To carry out the project, three datasets were used, whose comparison can be found in Table 1, highlighting the extensive volume of the datasets and their main characteristics.

The private dataset was provided by the Hospitais Universitários de Coimbra (HUC) Radiotherapy Department. All scans are anonymized, and the slices/images have been reviewed to preclude the presence of personal information. Table 2 presents descriptive statistics for the ages of the participants, and an illustrative image is given in Figure 3. For more details on the private dataset, we refer to [28].

The 3D-IRCADb01 public dataset is composed of the 3D CT-scans of 20 patients with hepatic tumors in 75% of cases. CHAOS challenge aimed at the segmentation of abdominal organs (liver, kidneys, and spleen) from CT and MRI scans. CHAOS was held in the IEEE International Symposium on Biomedical Imaging (ISBI) on 11 April 2019, Venice, Italy. For this challenge, a public dataset was presented [27]. This dataset contains 80 medical imaging scans, but only 40 of them are CT scans from healthy abdomen organs without any pathological abnormalities; the remainder consisted of MRI scans. From the 40 CT scans, only 20 were intended by the challenge to be used for training and the remaining 20 for testing, with no ground truth for the latter. Given the methodology defined for implementing this project, it was decided to discard the 20 test CT scans.

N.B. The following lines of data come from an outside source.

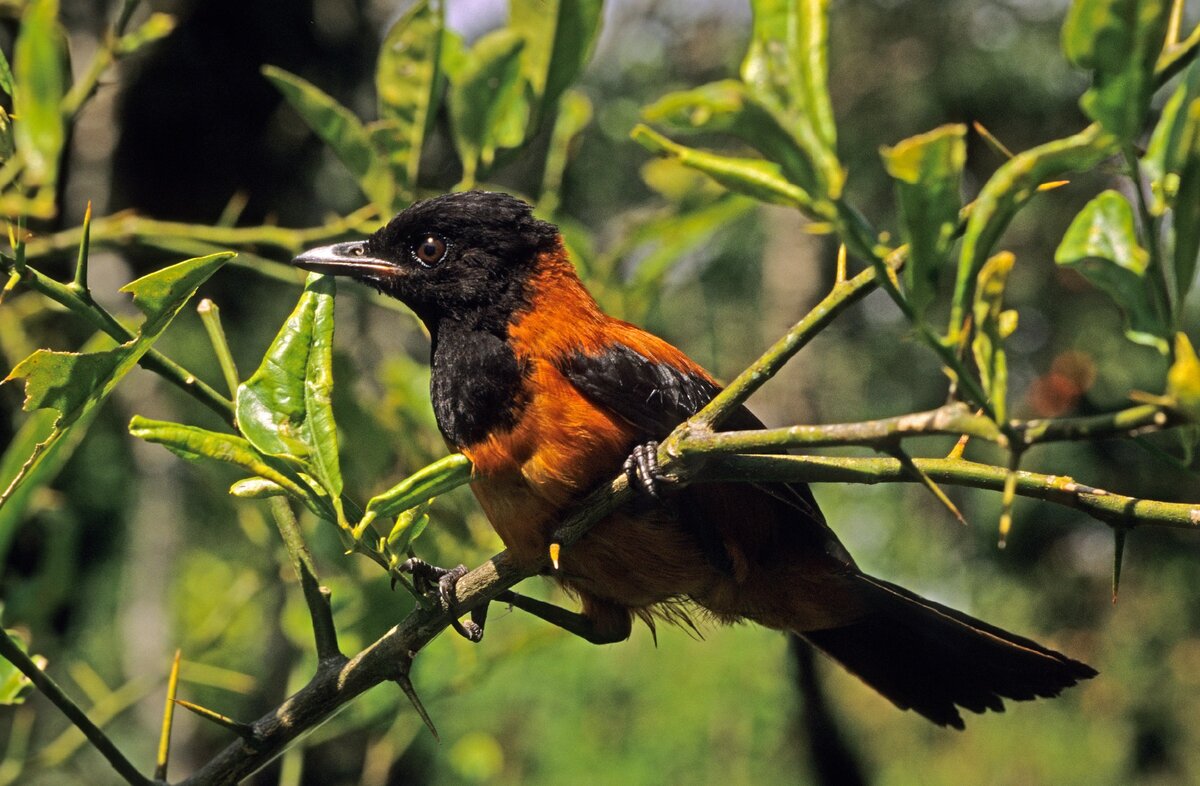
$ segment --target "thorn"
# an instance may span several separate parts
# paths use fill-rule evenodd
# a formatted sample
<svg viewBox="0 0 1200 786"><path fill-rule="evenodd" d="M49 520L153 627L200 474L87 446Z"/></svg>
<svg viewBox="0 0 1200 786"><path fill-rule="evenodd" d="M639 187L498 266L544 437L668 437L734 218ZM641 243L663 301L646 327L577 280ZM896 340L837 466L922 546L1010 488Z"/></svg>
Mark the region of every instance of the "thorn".
<svg viewBox="0 0 1200 786"><path fill-rule="evenodd" d="M1112 530L1112 605L1117 605L1117 590L1121 589L1121 562L1124 559L1124 539L1128 529L1118 527Z"/></svg>
<svg viewBox="0 0 1200 786"><path fill-rule="evenodd" d="M206 707L200 707L199 704L193 704L192 702L184 701L182 698L176 698L175 703L182 707L184 709L190 709L191 712L196 713L204 720L212 721L217 726L223 726L224 728L228 728L233 733L245 739L247 743L258 742L258 734L254 732L254 727L251 726L250 724L244 724L240 720L234 720L228 715L222 715L221 713L214 712Z"/></svg>
<svg viewBox="0 0 1200 786"><path fill-rule="evenodd" d="M982 122L979 122L978 120L974 120L974 121L972 121L971 127L973 127L976 130L977 134L979 134L980 137L983 137L984 142L986 142L989 145L991 145L992 150L995 150L1000 155L1004 156L1006 158L1012 158L1013 157L1013 151L1009 150L1008 146L1003 142L1001 142L1000 139L997 139L995 137L995 134L992 134L990 131L988 131L988 128L984 127L984 125Z"/></svg>
<svg viewBox="0 0 1200 786"><path fill-rule="evenodd" d="M413 680L408 678L407 667L404 673L396 678L396 684L400 685L400 689L404 691L406 696L408 696L409 703L413 706L413 709L416 710L416 714L421 716L421 720L425 721L425 727L430 730L431 734L433 734L433 739L440 743L442 737L438 736L438 730L437 726L433 725L433 719L430 718L427 712L425 712L425 704L421 703L420 696L416 695L416 690L413 688Z"/></svg>
<svg viewBox="0 0 1200 786"><path fill-rule="evenodd" d="M91 203L88 203L91 209ZM155 780L167 780L167 762L170 760L170 728L175 720L175 695L179 691L179 660L184 650L176 649L167 677L167 706L162 710L162 733L158 737L158 758L155 762Z"/></svg>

In this paper, each phase of incrementalization introduces new data from the private dataset according to the following structure:

In the initial phase, models are trained exclusively on private data to establish a baseline performance.
In a subsequent phase, only public datasets are used to simulate various imaging conditions.
The final phases merge private and public datasets, providing a comprehensive and varied training environment.

Figure 4 presents the distribution and structure of each dataset used to train, validate, and test the models. Slices with no liver were not used.

4.4. Segmentation Pipeline

The overall segmentation pipeline is shown in Figure 5 and includes data pre-processing (Section 4.4.1), segmentation models (Section 4.4.2), and post-processing (Section 4.4.3).

4.4.1. Pre-Processing

Pre-processing in medical imaging is a crucial step to prepare images for further analysis. This phase involved various techniques to enhance the quality and usability of the images. Figure 6 represents the steps for the pre-processing stage.

Hounsfield windowing, also known as window-levelling or contrast stretching, is a technique used in CT imaging to enhance the visibility of specific tissues or structures. By focusing on a particular range of HU values, clinicians can better visualize ROIs [29,30]. Specifically, using a window range of −100 to 400 HU was effective for visualizing soft tissues and some bony structures. This interval was proposed by Sabir et. al. [31] for their liver segmentation proposal, with the aim of optimizing the correct visualization not only of the liver but also of other structures. This range included most organs, muscles, fat, and blood, enhanced lung details at the lower end (−100 HU), and captured less dense bones at the upper end (400 HU).

Histogram equalization is a technique to improve image contrast by spreading out the most frequent intensity values. This process makes hidden features more visible, enhancing the quality of images [32,33]. This technique proved particularly useful for images with poor contrast, often dominated by bright or dark regions, and, in medical imaging, it helped to make important structures within tissues or organs more visible.

Data normalization involves scaling the numerical data features to a uniform range. This process ensures that all features have similar scales, facilitating the ability of the segmentation algorithms to process the data effectively and produce accurate segmentation results. By transforming each feature so they fall within a common range, such as 0 to 1, normalization prevents any single feature from dominating the learning process due to its larger scale. This uniformity is crucial for the ANNs to treat all features equally, leading to improved performance and more precise liver segmentation in the CT scans.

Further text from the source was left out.